Did you do a game repair or did you do a complete install again because I did a repair and that didn't fix anything? I can't play MP at all because the stupid Nov 22 patch, SP works though and I have tried all the fixes that are posted everywhere and nothing works.

Been hearing how EA support has been telling people to wait till next patch... get real..


----------



## being that guy

Quote:


> Originally Posted by *jaydawg*
> 
> Did you do a game repair or did you do a complete install again because I did a repair and that didn't fix anything? I can't play MP at all because the stupid Nov 22 patch, SP works though and I have tried all the fixes that are posted everywhere and nothing works.
> Been hearing how EA support has been telling people to wait till next patch... get real..

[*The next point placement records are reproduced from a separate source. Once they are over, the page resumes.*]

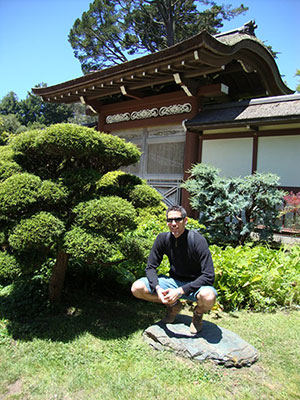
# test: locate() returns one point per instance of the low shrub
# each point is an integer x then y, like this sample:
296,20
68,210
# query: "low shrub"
38,232
107,215
9,268
145,196
258,278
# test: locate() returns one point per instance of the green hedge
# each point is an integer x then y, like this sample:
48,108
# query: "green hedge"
258,277
40,231
108,215
9,268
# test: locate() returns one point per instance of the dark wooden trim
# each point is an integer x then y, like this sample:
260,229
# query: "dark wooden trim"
145,123
237,135
200,148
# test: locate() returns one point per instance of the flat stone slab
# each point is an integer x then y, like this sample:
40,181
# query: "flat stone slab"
212,343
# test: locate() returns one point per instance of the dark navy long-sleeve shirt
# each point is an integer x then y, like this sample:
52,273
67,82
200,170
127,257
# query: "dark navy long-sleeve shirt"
190,260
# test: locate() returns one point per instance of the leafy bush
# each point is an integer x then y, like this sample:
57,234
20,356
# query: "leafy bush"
9,268
107,215
69,146
144,196
258,277
40,231
51,197
117,183
7,169
232,208
18,193
87,247
291,211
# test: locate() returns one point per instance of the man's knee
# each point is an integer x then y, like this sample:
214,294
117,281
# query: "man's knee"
207,296
138,289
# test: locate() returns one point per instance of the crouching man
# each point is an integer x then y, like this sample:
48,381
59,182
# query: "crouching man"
191,271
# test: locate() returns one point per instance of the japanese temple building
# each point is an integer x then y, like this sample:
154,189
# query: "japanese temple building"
217,99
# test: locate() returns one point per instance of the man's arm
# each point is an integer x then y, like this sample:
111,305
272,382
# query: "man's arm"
201,255
154,261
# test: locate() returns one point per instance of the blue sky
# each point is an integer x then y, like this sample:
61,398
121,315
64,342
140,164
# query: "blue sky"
34,43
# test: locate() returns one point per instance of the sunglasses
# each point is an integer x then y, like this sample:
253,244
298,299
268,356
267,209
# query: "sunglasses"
174,219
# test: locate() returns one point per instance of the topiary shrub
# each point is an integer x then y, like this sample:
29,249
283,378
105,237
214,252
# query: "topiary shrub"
51,208
232,208
117,183
38,232
144,196
87,247
9,268
8,168
18,193
108,215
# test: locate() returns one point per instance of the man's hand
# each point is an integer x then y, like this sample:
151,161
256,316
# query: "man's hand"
168,296
172,295
160,293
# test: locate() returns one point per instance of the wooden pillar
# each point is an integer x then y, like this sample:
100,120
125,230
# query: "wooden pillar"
254,153
192,155
101,122
191,152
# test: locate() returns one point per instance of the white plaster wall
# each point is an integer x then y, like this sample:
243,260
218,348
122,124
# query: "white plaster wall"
232,156
281,156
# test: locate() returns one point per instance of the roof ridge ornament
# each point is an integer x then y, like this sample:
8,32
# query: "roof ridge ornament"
248,28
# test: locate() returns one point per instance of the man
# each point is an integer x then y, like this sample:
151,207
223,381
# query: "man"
191,271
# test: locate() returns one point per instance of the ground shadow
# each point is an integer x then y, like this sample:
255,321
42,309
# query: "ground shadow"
210,331
102,316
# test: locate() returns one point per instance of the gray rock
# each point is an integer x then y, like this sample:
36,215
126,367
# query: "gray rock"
212,343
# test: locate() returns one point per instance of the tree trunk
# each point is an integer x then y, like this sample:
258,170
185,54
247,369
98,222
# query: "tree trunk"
57,279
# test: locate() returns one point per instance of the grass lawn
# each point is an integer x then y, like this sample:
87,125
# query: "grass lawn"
93,349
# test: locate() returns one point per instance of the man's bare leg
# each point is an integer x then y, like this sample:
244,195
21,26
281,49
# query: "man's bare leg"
140,291
206,299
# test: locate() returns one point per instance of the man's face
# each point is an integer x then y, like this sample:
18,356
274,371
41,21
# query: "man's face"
176,223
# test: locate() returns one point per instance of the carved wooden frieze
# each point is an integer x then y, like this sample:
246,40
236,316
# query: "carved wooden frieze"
150,113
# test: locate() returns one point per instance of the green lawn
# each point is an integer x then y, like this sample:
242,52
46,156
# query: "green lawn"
93,349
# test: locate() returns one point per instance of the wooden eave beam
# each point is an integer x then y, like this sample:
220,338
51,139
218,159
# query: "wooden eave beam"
190,87
132,94
216,90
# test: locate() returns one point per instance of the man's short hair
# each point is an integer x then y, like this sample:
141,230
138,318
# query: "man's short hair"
177,208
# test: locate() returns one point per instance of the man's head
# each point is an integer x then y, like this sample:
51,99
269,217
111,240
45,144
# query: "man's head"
176,220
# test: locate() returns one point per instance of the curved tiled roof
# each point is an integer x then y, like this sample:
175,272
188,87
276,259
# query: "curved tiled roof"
235,59
270,110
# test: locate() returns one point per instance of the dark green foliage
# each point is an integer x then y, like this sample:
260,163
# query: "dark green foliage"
117,183
81,185
232,208
62,147
108,215
144,196
57,203
39,232
109,31
9,268
258,277
19,193
51,193
87,247
8,168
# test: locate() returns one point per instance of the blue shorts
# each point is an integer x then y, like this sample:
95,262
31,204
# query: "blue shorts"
165,282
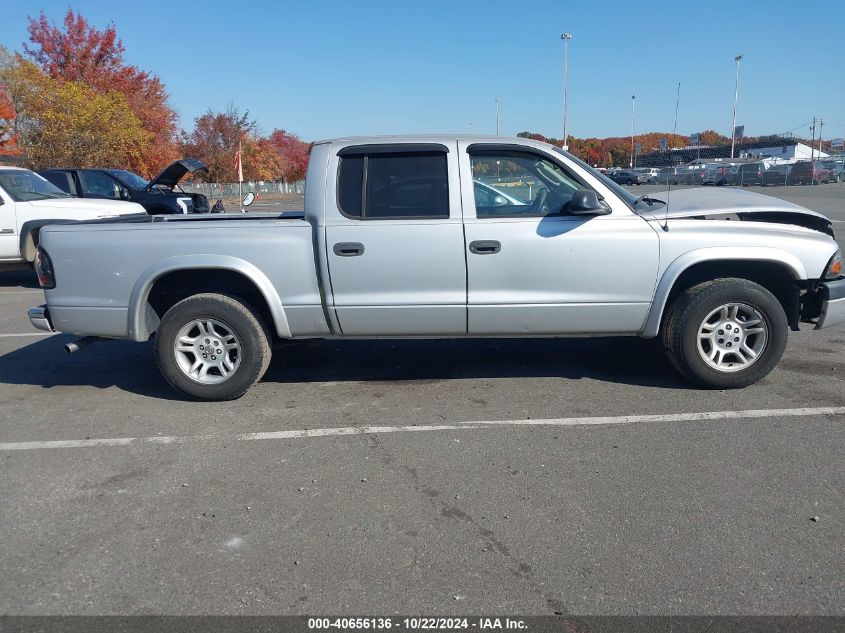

I just reinstalled for the 2nd time (complete reinstall). I finally was able to actually play a game for the first time since the patch. It did crash the first time, but I got in on the second try. The patch has been very frustrating for me.


----------



## PappaSmurfsHarem

Quote:


> Originally Posted by *Riggs.*
> 
> Just noticed this the other day.
> The heavy barrel for rifles is pretty stupid. It makes no sense. I originally used it because I thought, like in real life, that the heavier barrel would decrease recoil. Instead, in the game, it's good for long range but it increases recoil.
> Umm, that makes no sense. Recoil is most usually muzzle rise, a heavier barrel counteracts that(you know, using the force of gravity) and actually makes the weapon more manageable recoil wise.
> I know it's a game, but it doesn't make sense. I honestly never bothered to look at the description because I just assumed it was there for the same reason they put barrel weights on the end of 1911's and make sure to have well weighted rifles.
> Just to insure I'm not crazy, I went and read about it online to assure myself. How they could get something so wrong, I do not know.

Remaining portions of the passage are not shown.